El reciente ataque en San Miguel Mixquic, en la alcaldía de Tláhuac, ocurrido en la madrugada del 10 de febrero de 2025, es otra muestra alarmante de la violencia e impunidad que se vive en las zonas periféricas del país. La masacre, que dejó un saldo de cinco personas asesinadas y al menos una más gravemente herida, refleja un patrón de criminalidad que ha ido en aumento en los últimos años en municipios y comunidades alejadas de los centros urbanos. Para muchos habitantes de estas zonas, la inseguridad se ha convertido en parte de la rutina; un factor con el que deben lidiar todos los días.
Los datos del Instituto Nacional de Estadística y Geografía (INEGI) confirman que la percepción de inseguridad es mucho mayor en los municipios con características periféricas y rurales. Según la Encuesta Nacional de Seguridad Pública Urbana (ENSU) del tercer trimestre de 2024, el 58.6% de la población de 18 años y más consideró que vivir en su ciudad es inseguro, pero esta cifra se dispara en municipios como Fresnillo (87.9%), Naucalpan de Juárez (88%) y Tapachula (91.9%), donde la presencia del crimen organizado es más evidente y la respuesta de las autoridades más limitada.
Aunado a ello, la Encuesta Nacional de Victimización y Percepción sobre Seguridad Pública (ENVIPE) 2024 revela que el 92.9% de los delitos cometidos en el país no se denuncian o no derivan en una carpeta de investigación. Esta cifra negra es especialmente preocupante en municipios con alta marginación, donde la población siente que no tiene a quién recurrir para obtener justicia.
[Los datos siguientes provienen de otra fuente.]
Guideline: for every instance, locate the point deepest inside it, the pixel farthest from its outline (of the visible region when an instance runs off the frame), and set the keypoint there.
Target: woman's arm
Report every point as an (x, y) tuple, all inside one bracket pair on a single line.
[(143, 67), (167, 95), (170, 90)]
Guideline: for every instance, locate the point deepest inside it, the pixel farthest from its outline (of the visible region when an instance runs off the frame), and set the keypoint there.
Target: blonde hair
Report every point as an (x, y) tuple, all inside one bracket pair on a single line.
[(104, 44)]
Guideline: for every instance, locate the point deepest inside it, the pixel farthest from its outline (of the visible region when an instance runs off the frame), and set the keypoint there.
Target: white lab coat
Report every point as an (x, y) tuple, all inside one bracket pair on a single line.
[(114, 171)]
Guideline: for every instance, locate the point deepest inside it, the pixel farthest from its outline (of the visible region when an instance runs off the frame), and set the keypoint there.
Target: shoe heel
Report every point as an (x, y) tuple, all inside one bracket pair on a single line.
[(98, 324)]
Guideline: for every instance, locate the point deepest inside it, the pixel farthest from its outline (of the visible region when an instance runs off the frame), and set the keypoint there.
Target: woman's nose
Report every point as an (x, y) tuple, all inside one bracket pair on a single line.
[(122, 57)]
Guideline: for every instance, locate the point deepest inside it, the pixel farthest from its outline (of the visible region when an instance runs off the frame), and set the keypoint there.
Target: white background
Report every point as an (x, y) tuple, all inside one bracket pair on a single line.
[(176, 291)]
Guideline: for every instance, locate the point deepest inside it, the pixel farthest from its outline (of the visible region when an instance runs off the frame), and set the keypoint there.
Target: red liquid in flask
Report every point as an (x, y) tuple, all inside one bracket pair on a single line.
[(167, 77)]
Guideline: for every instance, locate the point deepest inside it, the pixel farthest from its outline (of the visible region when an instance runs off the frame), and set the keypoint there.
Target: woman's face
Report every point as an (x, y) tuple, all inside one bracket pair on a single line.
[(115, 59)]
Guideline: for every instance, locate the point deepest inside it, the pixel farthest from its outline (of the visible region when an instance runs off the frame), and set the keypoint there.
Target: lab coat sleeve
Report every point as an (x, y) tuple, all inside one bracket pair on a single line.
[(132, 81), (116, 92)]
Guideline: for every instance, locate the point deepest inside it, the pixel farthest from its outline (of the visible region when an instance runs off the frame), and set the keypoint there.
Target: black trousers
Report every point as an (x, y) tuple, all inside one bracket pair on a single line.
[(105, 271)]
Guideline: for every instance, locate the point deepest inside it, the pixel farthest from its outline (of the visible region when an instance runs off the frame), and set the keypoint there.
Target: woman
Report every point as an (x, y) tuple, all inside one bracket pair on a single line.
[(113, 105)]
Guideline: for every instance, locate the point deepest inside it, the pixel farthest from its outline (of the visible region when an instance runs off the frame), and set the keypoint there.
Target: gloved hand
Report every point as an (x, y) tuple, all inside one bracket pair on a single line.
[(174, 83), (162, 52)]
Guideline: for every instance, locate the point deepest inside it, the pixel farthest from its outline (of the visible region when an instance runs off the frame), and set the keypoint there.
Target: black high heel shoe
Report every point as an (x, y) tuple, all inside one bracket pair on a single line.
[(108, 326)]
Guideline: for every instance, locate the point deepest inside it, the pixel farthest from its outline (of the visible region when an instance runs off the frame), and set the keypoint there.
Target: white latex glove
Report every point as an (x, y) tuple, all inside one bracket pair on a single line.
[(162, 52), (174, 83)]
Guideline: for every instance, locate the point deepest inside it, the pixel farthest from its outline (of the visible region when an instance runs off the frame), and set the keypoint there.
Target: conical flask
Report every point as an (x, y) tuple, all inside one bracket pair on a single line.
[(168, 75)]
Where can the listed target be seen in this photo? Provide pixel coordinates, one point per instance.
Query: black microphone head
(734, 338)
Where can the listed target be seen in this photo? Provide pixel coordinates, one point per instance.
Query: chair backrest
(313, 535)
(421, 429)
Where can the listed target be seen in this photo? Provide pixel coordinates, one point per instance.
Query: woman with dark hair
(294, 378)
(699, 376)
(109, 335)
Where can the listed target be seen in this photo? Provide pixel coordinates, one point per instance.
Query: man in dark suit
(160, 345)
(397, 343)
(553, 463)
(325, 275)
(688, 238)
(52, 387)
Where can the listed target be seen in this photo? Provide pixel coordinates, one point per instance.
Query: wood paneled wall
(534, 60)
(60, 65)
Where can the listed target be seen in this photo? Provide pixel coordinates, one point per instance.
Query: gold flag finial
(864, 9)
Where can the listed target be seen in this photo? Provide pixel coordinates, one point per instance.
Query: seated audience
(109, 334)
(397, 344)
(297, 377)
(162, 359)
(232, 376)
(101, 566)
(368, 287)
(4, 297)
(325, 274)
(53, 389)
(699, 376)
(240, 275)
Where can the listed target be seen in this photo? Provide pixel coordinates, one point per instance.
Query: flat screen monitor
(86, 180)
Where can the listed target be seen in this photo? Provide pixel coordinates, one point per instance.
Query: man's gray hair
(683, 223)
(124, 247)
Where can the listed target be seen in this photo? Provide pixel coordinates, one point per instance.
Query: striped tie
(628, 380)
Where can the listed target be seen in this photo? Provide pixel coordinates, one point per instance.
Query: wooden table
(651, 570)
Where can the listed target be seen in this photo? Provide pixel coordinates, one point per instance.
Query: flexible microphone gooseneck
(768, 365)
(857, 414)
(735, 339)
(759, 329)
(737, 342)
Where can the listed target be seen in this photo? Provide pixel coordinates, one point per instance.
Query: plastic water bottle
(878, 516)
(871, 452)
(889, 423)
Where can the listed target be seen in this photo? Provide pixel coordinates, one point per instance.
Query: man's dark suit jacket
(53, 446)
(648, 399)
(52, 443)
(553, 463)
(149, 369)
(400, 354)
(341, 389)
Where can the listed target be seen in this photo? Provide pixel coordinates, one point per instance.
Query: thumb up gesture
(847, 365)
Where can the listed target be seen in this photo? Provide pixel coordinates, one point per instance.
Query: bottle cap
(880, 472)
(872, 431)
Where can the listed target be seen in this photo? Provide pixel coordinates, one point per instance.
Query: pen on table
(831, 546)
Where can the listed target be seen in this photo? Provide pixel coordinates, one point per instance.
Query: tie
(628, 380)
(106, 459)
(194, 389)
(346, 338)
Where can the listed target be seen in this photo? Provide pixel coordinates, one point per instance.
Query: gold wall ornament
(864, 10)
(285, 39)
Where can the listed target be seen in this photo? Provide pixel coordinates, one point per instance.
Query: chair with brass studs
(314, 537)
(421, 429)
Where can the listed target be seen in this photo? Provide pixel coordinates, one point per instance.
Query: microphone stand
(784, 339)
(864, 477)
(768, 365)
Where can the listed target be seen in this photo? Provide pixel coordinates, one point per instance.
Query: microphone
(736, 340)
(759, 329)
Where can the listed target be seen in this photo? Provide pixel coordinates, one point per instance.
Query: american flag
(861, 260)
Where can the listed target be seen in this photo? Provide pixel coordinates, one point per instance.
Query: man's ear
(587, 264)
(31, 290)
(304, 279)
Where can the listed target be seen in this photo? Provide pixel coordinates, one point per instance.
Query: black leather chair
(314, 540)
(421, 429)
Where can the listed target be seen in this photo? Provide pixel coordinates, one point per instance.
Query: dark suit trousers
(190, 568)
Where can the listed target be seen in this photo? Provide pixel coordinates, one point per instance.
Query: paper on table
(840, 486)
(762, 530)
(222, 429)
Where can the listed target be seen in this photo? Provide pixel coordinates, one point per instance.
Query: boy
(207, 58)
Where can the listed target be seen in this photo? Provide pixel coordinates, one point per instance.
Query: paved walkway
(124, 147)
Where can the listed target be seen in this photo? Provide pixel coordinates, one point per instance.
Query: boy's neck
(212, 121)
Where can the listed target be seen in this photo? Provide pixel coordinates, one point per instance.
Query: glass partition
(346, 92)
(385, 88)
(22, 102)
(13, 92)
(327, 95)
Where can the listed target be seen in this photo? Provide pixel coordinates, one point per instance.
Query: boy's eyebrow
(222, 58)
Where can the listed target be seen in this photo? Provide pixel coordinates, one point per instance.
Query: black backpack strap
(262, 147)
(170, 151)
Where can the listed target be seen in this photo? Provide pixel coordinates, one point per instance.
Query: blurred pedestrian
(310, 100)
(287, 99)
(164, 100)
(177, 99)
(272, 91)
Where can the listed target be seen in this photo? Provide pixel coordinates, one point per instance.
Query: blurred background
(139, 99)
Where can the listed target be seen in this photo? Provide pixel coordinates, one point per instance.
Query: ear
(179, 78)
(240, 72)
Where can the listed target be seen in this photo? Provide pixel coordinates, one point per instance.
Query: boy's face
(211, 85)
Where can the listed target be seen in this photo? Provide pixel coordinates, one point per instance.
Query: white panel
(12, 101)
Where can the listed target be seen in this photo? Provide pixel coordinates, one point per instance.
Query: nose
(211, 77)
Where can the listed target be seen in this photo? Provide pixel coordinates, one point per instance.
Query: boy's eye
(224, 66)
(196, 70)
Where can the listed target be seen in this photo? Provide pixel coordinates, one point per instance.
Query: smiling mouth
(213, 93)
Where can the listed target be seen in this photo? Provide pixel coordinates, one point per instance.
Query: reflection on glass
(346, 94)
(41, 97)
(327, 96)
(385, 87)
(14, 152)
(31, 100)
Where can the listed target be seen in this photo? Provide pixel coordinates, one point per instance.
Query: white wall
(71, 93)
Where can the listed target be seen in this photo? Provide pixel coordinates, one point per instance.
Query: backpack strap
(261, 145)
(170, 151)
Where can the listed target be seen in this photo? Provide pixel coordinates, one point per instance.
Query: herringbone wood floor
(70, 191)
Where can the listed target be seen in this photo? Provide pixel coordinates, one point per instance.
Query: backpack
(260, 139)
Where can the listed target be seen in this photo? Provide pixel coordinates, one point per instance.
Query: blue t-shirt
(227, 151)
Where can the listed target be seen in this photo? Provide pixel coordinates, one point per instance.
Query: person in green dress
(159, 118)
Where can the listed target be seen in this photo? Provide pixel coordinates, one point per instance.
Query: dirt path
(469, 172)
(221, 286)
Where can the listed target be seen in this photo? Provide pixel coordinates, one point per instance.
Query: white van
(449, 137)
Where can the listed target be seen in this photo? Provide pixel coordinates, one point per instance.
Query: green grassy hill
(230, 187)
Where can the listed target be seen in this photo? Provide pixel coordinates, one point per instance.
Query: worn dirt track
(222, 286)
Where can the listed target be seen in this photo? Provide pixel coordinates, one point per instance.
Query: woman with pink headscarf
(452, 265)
Si bien el gobierno federal ha implementado diversas estrategias para combatir la violencia, desde la territorialización de la policía hasta la presencia de la Guardia Nacional, estos esfuerzos no han sido aplicados de manera uniforme. Mientras en algunas ciudades se han reforzado los operativos de vigilancia, en muchas comunidades periféricas la respuesta sigue siendo tardía, reactiva, temporal o, en el peor de los casos, inexistente. El modelo de policía de proximidad ha demostrado ser eficaz en zonas urbanas, donde la cercanía con la población permite una mejor prevención del delito. Sin embargo, trasladarlo a comunidades rurales requiere adaptaciones específicas. Es aquí donde la historia nos ofrece una valiosa lección. Aristóteles, en su “Ética a Nicómaco”, sostenía que la justicia y la seguridad dependen de la equidad en la distribución del poder y la vigilancia. Cuando un grupo de ciudadanos se siente desprotegido, surge el descontento, el miedo y, en última instancia, la proliferación del crimen. No podemos ignorar que esta desigualdad en la seguridad está marcando el destino de miles de comunidades en México.
Aunado a ello, la falta de oportunidades económicas, la debilidad de los mecanismos de justicia y la impunidad siguen siendo factores que alimentan la criminalidad, lo que nos recuerda que también es necesario fortalecer el tejido social y brindar alternativas reales para evitar, por ejemplo, que los jóvenes sean reclutados por el crimen organizado.
El ataque en San Miguel Mixquic no debe verse como un evento aislado, sino como un síntoma de un problema mucho más profundo. México no puede permitirse normalizar la violencia en los municipios y comunidades rurales. La paz y la seguridad no deben ser un privilegio de unos cuantos, sino un derecho garantizado para todos.
Jorge Nader Kuri, abogado penalista.